I get a system error (shown below) while doing some simple numpy-based matrix algebra calculations using the Multiprocessing package (python 2.73 from numpy 1.7.0 on Ubuntu 12.04 on Amazon EC2). My code works fine for smaller matrix sizes, but crashes for large ones (with lots of available memory)
The size of the matrices used is significant (my code works fine for dense matrices of 1000000x10, but drops by 1000000x500 units - for example, I pass these matrices to / from subprocesses). 10 vs 500 is a runtime parameter, everything else remains the same (input, other runtime parameters, etc.).

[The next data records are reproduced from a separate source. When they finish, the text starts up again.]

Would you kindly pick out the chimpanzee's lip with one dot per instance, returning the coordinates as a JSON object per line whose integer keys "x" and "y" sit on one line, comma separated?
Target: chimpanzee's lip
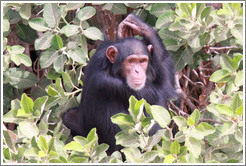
{"x": 138, "y": 82}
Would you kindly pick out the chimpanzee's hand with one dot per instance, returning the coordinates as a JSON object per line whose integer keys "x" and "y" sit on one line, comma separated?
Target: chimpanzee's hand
{"x": 132, "y": 26}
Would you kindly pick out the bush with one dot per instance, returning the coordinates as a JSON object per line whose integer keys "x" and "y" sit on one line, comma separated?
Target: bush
{"x": 46, "y": 45}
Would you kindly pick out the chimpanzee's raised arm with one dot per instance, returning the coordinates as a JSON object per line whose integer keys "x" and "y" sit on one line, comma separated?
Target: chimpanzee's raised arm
{"x": 133, "y": 25}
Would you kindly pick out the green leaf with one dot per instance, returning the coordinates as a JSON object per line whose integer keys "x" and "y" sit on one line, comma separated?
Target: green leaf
{"x": 225, "y": 110}
{"x": 175, "y": 147}
{"x": 28, "y": 129}
{"x": 39, "y": 103}
{"x": 79, "y": 160}
{"x": 236, "y": 60}
{"x": 86, "y": 13}
{"x": 161, "y": 115}
{"x": 38, "y": 24}
{"x": 220, "y": 76}
{"x": 6, "y": 24}
{"x": 194, "y": 146}
{"x": 228, "y": 128}
{"x": 6, "y": 154}
{"x": 190, "y": 122}
{"x": 237, "y": 32}
{"x": 164, "y": 20}
{"x": 93, "y": 33}
{"x": 57, "y": 42}
{"x": 206, "y": 13}
{"x": 185, "y": 9}
{"x": 80, "y": 139}
{"x": 26, "y": 103}
{"x": 52, "y": 91}
{"x": 180, "y": 121}
{"x": 226, "y": 63}
{"x": 21, "y": 58}
{"x": 187, "y": 55}
{"x": 16, "y": 49}
{"x": 59, "y": 63}
{"x": 31, "y": 152}
{"x": 11, "y": 138}
{"x": 127, "y": 140}
{"x": 67, "y": 81}
{"x": 78, "y": 55}
{"x": 239, "y": 136}
{"x": 52, "y": 14}
{"x": 101, "y": 149}
{"x": 48, "y": 57}
{"x": 70, "y": 30}
{"x": 239, "y": 110}
{"x": 199, "y": 7}
{"x": 157, "y": 9}
{"x": 221, "y": 33}
{"x": 43, "y": 42}
{"x": 25, "y": 11}
{"x": 20, "y": 79}
{"x": 42, "y": 144}
{"x": 239, "y": 78}
{"x": 169, "y": 159}
{"x": 149, "y": 157}
{"x": 73, "y": 6}
{"x": 195, "y": 116}
{"x": 236, "y": 102}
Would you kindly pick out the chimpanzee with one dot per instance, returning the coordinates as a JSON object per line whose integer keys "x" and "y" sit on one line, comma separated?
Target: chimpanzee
{"x": 119, "y": 69}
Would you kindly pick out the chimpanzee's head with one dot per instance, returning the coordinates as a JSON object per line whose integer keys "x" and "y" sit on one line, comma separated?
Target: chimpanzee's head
{"x": 130, "y": 57}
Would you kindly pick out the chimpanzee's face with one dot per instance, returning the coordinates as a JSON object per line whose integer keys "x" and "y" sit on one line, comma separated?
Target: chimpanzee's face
{"x": 134, "y": 70}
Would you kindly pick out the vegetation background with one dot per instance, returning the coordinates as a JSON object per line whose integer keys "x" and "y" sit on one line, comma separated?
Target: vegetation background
{"x": 46, "y": 45}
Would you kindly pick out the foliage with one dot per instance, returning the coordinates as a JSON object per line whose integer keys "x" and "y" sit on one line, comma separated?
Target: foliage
{"x": 46, "y": 46}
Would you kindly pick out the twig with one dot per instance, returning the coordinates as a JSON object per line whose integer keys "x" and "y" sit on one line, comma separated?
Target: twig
{"x": 223, "y": 48}
{"x": 179, "y": 111}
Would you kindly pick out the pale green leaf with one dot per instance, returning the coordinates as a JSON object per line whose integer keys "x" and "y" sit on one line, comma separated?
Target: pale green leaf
{"x": 28, "y": 129}
{"x": 52, "y": 14}
{"x": 161, "y": 115}
{"x": 38, "y": 24}
{"x": 86, "y": 13}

I also tried to run the same (ported) code using python3 - for larger matrices, the subprocesses go into standby / idle mode (instead of crashes, as in python 2.7), and the program / subprocesses just hang nothing there. For smaller matrices, the code works fine with python3.
Any suggestions would be much appreciated (I'm running out of ideas here)
Error message:
Exception in thread Thread-5: Traceback (most recent call last): File "/usr/lib/python2.7/threading.py", line 551, in __bootstrap_inner self.run() File "/usr/lib/python2.7/threading.py", line 504, in run self.__target(*self.__args, **self.__kwargs) File "/usr/lib/python2.7/multiprocessing/pool.py", line 319, in _handle_tasks put(task) SystemError: NULL result without error in PyObject_Call
Multiplication code used:
def runProcessesInParallelAndReturn(proc, listOfInputs, nParallelProcesses): if len(listOfInputs) == 0: return
Below is the "proc" that runs for each subprocess. Basically, it solves many systems of linear equations using numpy (it builds the necessary matrices inside the subprocess) and returns the results as another matrix. Once again, it works fine for smaller values โโof one runtime parameter, but crashes (or hangs in python3) for larger ones.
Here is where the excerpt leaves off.